The Reds have as many wins heading into Friday as they had on Monday. They're now 3-22, and have lost nine in a row and 20 of their last 21. They just wrapped up a three-game series with the Milwaukee Brewers in which they were outscored 34-12. Going inside the numbers, things are really bad.

The Reds currently rank 29th out of 30 MLB teams in batting average (.203), are last in on-base percentage (.267), 29th in slugging percentage (.318), last in OPS (.585), 27th in runs scored (79), 29th in hits (162), 24th in home runs (18) and dead last in run differential at -87. That run differential is 48 runs worse than the next closest team (Kansas City Royals at -39). Even Joey Votto has been terrible, slashing .122/.278/.135 with no home runs and 29 strikeouts against 10 walks in 74 at-bats.

That said, if you thought the team's hitting was the worst of it, you'd be wrong.
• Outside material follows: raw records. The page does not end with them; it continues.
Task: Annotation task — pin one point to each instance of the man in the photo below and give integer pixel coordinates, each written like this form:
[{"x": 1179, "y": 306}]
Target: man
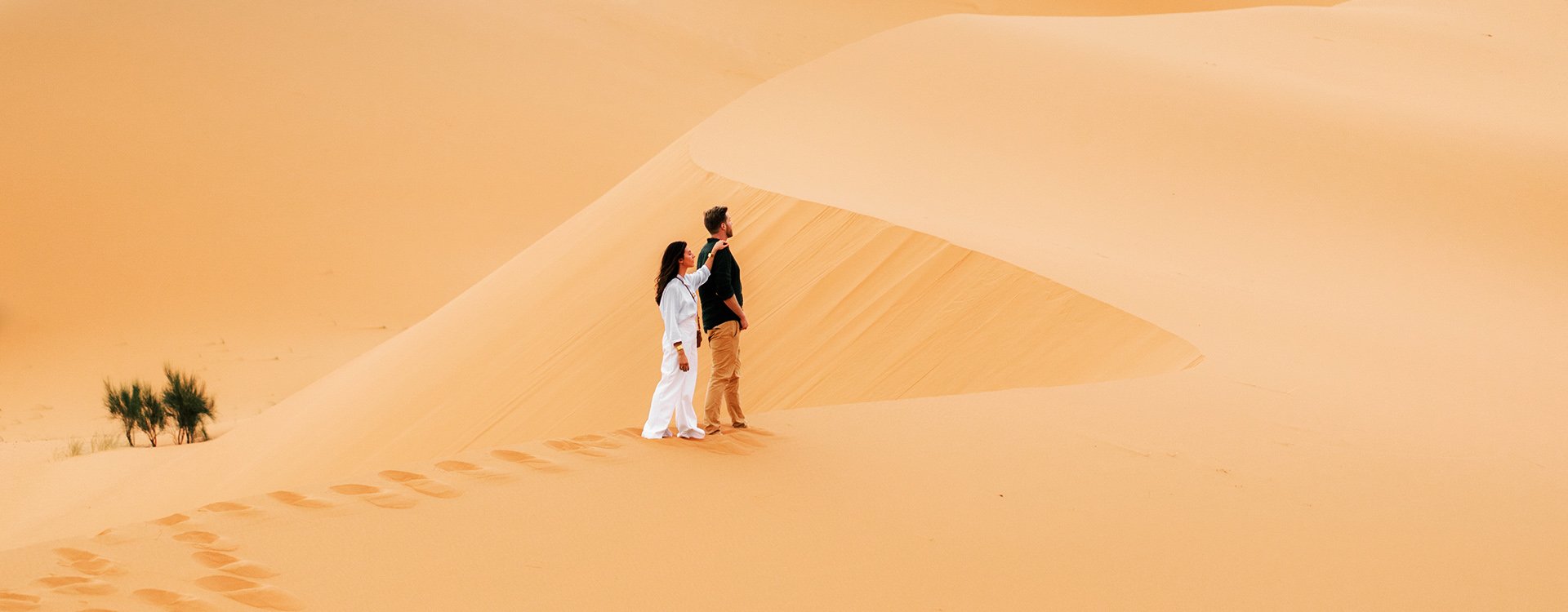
[{"x": 724, "y": 320}]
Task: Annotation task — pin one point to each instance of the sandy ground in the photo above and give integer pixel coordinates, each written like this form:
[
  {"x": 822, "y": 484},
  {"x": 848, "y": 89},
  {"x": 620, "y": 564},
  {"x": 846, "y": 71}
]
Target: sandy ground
[
  {"x": 1220, "y": 310},
  {"x": 262, "y": 191}
]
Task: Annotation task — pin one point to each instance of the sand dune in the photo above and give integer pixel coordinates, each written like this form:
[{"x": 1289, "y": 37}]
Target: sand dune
[
  {"x": 262, "y": 191},
  {"x": 1351, "y": 213},
  {"x": 847, "y": 308}
]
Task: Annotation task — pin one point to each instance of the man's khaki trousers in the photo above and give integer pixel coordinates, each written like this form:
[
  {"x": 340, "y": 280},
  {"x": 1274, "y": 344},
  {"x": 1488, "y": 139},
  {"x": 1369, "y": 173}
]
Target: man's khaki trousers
[{"x": 725, "y": 384}]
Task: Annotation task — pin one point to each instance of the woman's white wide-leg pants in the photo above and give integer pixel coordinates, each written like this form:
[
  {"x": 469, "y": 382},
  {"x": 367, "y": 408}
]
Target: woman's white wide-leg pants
[{"x": 673, "y": 397}]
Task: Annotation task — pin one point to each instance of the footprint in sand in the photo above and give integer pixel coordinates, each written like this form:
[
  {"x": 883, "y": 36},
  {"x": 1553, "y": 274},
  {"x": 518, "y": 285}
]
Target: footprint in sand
[
  {"x": 470, "y": 470},
  {"x": 78, "y": 586},
  {"x": 173, "y": 601},
  {"x": 524, "y": 459},
  {"x": 87, "y": 562},
  {"x": 574, "y": 446},
  {"x": 225, "y": 506},
  {"x": 629, "y": 432},
  {"x": 596, "y": 440},
  {"x": 296, "y": 499},
  {"x": 13, "y": 601},
  {"x": 375, "y": 495},
  {"x": 724, "y": 445},
  {"x": 206, "y": 539},
  {"x": 421, "y": 482},
  {"x": 172, "y": 520},
  {"x": 233, "y": 564},
  {"x": 252, "y": 593}
]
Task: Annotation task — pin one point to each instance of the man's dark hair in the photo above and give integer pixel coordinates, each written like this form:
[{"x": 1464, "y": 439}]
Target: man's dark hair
[{"x": 715, "y": 216}]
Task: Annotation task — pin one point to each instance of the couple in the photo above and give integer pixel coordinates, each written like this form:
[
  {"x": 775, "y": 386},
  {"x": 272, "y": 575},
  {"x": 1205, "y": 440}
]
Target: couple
[{"x": 717, "y": 281}]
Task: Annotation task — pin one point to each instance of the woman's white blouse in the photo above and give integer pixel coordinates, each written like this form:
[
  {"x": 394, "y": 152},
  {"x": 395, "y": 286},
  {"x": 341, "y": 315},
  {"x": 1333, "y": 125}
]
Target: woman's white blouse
[{"x": 679, "y": 307}]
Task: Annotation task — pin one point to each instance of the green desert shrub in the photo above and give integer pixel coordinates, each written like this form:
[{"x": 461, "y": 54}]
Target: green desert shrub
[
  {"x": 137, "y": 409},
  {"x": 189, "y": 404}
]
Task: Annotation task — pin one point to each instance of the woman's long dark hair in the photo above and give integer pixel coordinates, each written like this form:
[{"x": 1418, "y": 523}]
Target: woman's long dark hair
[{"x": 668, "y": 268}]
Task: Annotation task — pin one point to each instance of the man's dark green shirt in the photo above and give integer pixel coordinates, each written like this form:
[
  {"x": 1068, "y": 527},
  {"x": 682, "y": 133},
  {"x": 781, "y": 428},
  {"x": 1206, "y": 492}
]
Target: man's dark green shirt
[{"x": 724, "y": 282}]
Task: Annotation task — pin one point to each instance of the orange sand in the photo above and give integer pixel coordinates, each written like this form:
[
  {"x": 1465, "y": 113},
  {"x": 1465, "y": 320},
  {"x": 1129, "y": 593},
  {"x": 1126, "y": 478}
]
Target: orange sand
[{"x": 1220, "y": 310}]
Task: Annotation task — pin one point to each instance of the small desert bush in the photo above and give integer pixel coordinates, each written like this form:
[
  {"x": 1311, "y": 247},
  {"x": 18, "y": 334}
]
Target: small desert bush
[
  {"x": 137, "y": 409},
  {"x": 189, "y": 404}
]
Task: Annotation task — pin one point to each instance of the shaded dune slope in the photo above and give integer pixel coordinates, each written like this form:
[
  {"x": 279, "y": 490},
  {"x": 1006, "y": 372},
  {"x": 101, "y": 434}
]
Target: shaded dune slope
[{"x": 845, "y": 308}]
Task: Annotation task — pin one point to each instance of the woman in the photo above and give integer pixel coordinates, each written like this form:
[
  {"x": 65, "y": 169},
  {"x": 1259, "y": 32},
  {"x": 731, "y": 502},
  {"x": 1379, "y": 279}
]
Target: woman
[{"x": 675, "y": 291}]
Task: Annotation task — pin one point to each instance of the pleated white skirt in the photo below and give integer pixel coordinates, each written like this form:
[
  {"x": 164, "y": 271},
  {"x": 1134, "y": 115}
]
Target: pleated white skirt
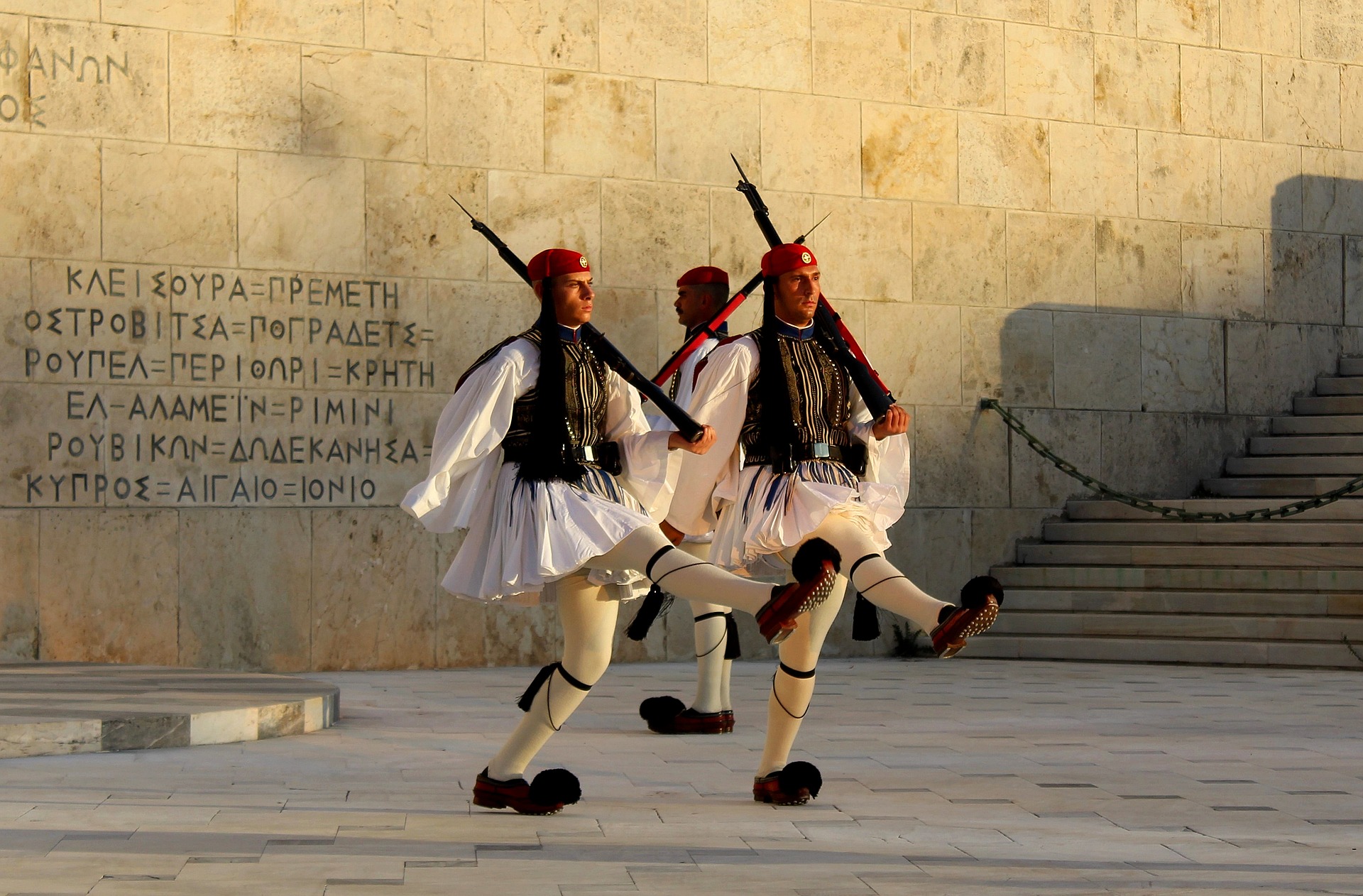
[
  {"x": 779, "y": 510},
  {"x": 530, "y": 534}
]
Cincinnati currently ranks last in ERA (6.86), opponents batting average (.283), WHIP (1.69), home runs allowed (34) and walks allowed (120). Reds starters also don't have a single quality start this season. That ERA is 1.83 higher than the next worst team (Washington Nationals at 5.03).

Absolutely brutal.

This performance, of course, is following an offseason where the Reds traded away or refused to re-sign key pieces this offseason. They allowed Nick Castellanos to walk, waived Wade Miley and traded Jesse Winker, Eugenio Suarez, Tucker Barnhart, Sonny Gray and Amir Garrett. Cincinnati is now left with a number of aging veterans, an injured Jonathan India and a phenom in Hunter Greene who has little to no help.

The Reds are openly tanking and MLB has essentially welcomed that behavior given its current collective bargaining agreement. This is what's going to happen until something changes.

Reds COO Phil Castellini gave away the game on Opening Day by basically daring Reds fans not to support the team. He essentially said fans had no option but to continue paying to see a terrible team.

Things aren't going well in Cincinnati. And there's very little indication it will get even remotely better any time soon.